Proprio attorno agli anni Sessanta anche a Ferrara si sostenne la necessità di una nuova legge sulla scuola materna pubblica, di “una scuola statale”, ma anche dei Comuni, delle Province, delle Regioni, una legge che fissasse gli ordinamenti e desse ai Comuni i necessari finanziamenti per istituire una rete generalizzata di scuola d’infanzia gratuita e aperta a tutti i bambini. Occorre ricordare il valore delle testimonianze e dell’impegno per una scuola dell’infanzia per tutti i bambini di Immacolata Basteri, assessore alla pubblica istruzione, di Rossana Lugli dell’Udi, di Maria Luisa Passerini, direttrice delle scuole d’infanzia comunali di Ferrara.

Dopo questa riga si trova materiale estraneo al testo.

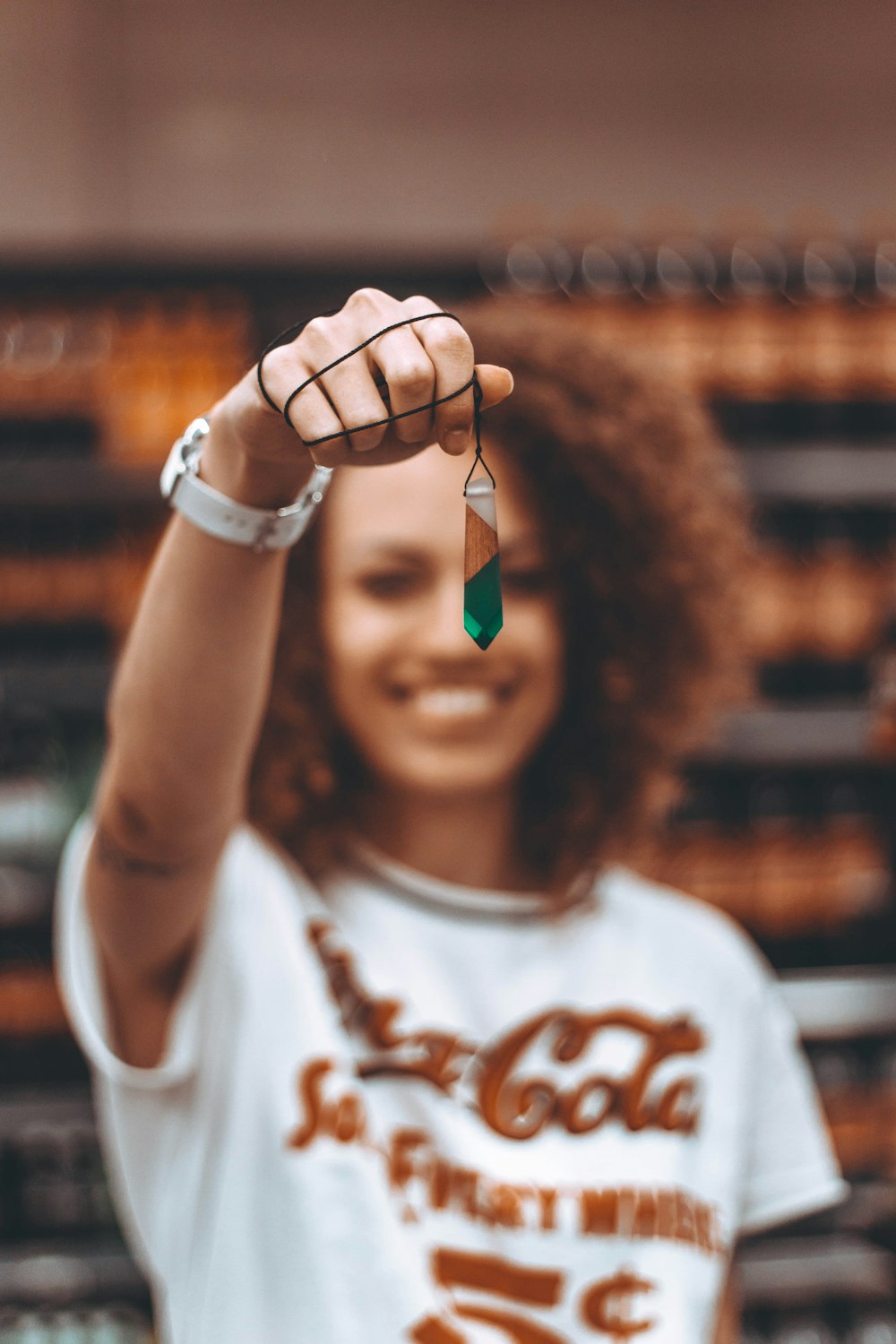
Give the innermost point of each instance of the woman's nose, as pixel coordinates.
(443, 628)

La Basteri sosteneva che l’obiettivo era una scuola finanziata dallo Stato e gestita dai Comuni, basata sulla concezione di vera democrazia, indissociabile dalla problematicità della scuola. Una scuola intesa come diritto del cittadino e dovere dello Stato, giacché collocata nel momento più importante della vita del fanciullo, dove il primo momento di scolarizzazione era inscindibile dall’intero percorso della scuola, perché necessario a fornire un’educazione psicolinguistica, quale strumento prezioso per la conquista della conoscenza, dell’uso del linguaggio e della scoperta della socialità. Tracciando le linee del servizio offerto dal Comune di Ferrara, denunciò la pressoché totale assenza dell’impegno dello Stato in materia di istituzione della scuola d’infanzia.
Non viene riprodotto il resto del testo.